Simon Willison’s Weblog: Gemini 2.5 Models now support implicit caching

Source URL: https://simonwillison.net/2025/May/9/gemini-implicit-caching/#atom-everything
Source: Simon Willison’s Weblog
Title: Gemini 2.5 Models now support implicit caching

Feedly Summary: Gemini 2.5 Models now support implicit caching
I just spotted a cacheTokensDetails key in the token usage JSON while running a long chain of prompts against Gemini 2.5 Flash – despite not configuring caching myself:
{“cachedContentTokenCount": 200658, "promptTokensDetails": [{"modality": "TEXT", "tokenCount": 204082}], "cacheTokensDetails": [{"modality": "TEXT", "tokenCount": 200658}], "thoughtsTokenCount": 2326}
I went searching and it turns out Gemini had a massive upgrade to their prompt caching earlier today:

Implicit caching directly passes cache cost savings to developers without the need to create an explicit cache. Now, when you send a request to one of the Gemini 2.5 models, if the request shares a common prefix as one of previous requests, then it’s eligible for a cache hit. We will dynamically pass cost savings back to you, providing the same 75% token discount.

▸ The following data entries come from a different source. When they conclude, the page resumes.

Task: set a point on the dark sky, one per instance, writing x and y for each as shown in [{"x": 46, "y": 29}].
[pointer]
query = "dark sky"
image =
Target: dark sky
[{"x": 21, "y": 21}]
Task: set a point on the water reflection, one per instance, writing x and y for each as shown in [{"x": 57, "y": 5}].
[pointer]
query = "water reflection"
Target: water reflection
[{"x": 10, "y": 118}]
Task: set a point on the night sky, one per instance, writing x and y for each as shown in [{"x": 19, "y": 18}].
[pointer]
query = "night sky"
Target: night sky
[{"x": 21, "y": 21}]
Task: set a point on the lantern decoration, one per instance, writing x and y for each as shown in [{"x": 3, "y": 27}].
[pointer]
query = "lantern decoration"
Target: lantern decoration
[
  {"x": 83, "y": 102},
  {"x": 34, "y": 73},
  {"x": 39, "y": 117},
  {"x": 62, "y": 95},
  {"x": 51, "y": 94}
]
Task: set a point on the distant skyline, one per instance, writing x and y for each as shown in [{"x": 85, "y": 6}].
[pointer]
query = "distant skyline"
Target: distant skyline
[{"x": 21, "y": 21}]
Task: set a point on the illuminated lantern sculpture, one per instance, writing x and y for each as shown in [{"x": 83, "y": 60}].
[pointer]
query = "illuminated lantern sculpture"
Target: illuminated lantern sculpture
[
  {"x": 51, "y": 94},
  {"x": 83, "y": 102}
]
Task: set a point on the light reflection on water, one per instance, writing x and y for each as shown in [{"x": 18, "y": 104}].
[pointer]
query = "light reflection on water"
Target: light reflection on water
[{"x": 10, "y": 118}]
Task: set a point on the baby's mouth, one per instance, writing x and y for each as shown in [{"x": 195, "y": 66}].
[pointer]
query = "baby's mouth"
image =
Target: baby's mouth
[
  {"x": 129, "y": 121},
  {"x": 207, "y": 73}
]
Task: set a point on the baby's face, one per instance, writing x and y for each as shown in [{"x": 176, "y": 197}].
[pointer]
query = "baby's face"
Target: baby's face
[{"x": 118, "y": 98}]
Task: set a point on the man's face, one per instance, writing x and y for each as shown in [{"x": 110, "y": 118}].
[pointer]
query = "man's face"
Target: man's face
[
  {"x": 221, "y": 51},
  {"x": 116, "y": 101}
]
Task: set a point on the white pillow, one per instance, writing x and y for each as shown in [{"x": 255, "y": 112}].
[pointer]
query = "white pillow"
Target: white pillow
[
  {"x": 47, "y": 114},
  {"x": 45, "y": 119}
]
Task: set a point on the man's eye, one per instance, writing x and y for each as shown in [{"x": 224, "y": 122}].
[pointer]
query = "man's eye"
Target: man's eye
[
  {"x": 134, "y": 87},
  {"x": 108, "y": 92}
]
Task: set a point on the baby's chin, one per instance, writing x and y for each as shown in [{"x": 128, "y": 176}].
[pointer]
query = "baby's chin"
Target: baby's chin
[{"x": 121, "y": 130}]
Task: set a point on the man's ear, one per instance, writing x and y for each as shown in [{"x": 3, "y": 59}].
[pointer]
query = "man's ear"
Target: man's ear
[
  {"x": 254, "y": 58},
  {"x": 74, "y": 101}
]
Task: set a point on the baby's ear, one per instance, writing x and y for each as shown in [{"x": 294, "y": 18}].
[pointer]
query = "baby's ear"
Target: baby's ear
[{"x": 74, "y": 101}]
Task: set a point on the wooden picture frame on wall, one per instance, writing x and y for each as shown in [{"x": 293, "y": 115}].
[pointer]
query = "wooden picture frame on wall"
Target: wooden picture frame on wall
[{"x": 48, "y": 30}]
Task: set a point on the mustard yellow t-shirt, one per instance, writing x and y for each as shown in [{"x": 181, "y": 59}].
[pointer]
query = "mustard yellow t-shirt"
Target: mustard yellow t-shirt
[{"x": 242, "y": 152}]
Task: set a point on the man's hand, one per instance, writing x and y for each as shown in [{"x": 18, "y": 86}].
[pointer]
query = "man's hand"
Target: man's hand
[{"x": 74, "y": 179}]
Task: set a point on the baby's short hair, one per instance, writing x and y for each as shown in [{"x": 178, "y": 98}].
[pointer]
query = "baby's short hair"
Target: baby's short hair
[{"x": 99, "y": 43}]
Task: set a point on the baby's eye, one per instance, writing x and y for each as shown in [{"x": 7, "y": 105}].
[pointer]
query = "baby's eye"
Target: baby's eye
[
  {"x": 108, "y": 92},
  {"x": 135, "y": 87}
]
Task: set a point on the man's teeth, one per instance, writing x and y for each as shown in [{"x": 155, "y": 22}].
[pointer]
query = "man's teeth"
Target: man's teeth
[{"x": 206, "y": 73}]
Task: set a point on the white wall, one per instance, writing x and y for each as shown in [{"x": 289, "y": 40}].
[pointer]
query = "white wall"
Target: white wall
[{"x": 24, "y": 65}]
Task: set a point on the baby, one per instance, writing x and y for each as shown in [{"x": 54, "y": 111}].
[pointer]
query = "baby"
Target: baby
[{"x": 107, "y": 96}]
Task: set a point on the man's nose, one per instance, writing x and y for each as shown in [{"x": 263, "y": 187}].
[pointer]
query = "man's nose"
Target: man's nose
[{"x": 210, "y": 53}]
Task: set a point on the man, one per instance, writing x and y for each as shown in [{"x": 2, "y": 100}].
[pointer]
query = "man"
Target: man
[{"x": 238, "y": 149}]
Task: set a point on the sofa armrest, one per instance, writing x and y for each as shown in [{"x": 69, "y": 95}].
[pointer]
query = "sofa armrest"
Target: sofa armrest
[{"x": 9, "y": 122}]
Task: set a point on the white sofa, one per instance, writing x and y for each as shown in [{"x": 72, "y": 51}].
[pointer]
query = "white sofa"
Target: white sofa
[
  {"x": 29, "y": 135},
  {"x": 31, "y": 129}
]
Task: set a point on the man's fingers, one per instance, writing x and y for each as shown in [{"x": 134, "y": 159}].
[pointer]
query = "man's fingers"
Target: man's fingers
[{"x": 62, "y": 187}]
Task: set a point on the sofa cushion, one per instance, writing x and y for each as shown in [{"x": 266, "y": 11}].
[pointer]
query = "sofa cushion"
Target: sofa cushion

Previously you needed to both explicitly configure the cache and pay a per-hour charge to keep that cache warm.
This new mechanism is so much more convenient! It imitates how both DeepSeek and OpenAI implement prompt caching, leaving Anthropic as the remaining large provider who require you to manually configure prompt caching to get it to work.
Tags: prompt-caching, gemini, prompt-engineering, generative-ai, llm-pricing, ai, llms

AI Summary and Description: Yes

Summary: The text discusses the recent upgrade to the Gemini 2.5 models, particularly their new implicit caching features. This enhancement significantly reduces costs and simplifies the process for developers, aligning Gemini’s capabilities with industry practices in generative AI and large language models (LLMs).

Detailed Description: The update to the Gemini 2.5 models introduces implicit caching that impacts how prompts are managed and executed, ultimately benefiting developers working with AI. The following points highlight the significance of this upgrade:

– **Implicit Caching**: The new caching system enables automatic cache hits for requests with shared prefixes, streamlining the use of resources and enhancing performance.
– **Cost Savings**: Developers can benefit from a substantial 75% discount on token costs due to this caching mechanism, providing economic advantages that were previously unavailable.
– **Ease of Use**: Unlike prior requirements to explicitly configure caching, the new system simplifies operations and allows developers to focus more on application development rather than infrastructure management.
– **Industry Comparison**: The mechanism aligns Gemini with competitors such as DeepSeek and OpenAI, both of which offer similar implicit caching capabilities, leaving Anthropic as a distinct player requiring manual configuration.

Overall, this upgrade emphasizes the shift in generative AI towards more user-friendly and economically viable solutions, reflecting ongoing trends in AI security and infrastructure that prioritize efficiency and resource management. Security and compliance professionals would benefit from understanding how such optimizations can influence infrastructure deployment strategies and cost forecasting for AI initiatives.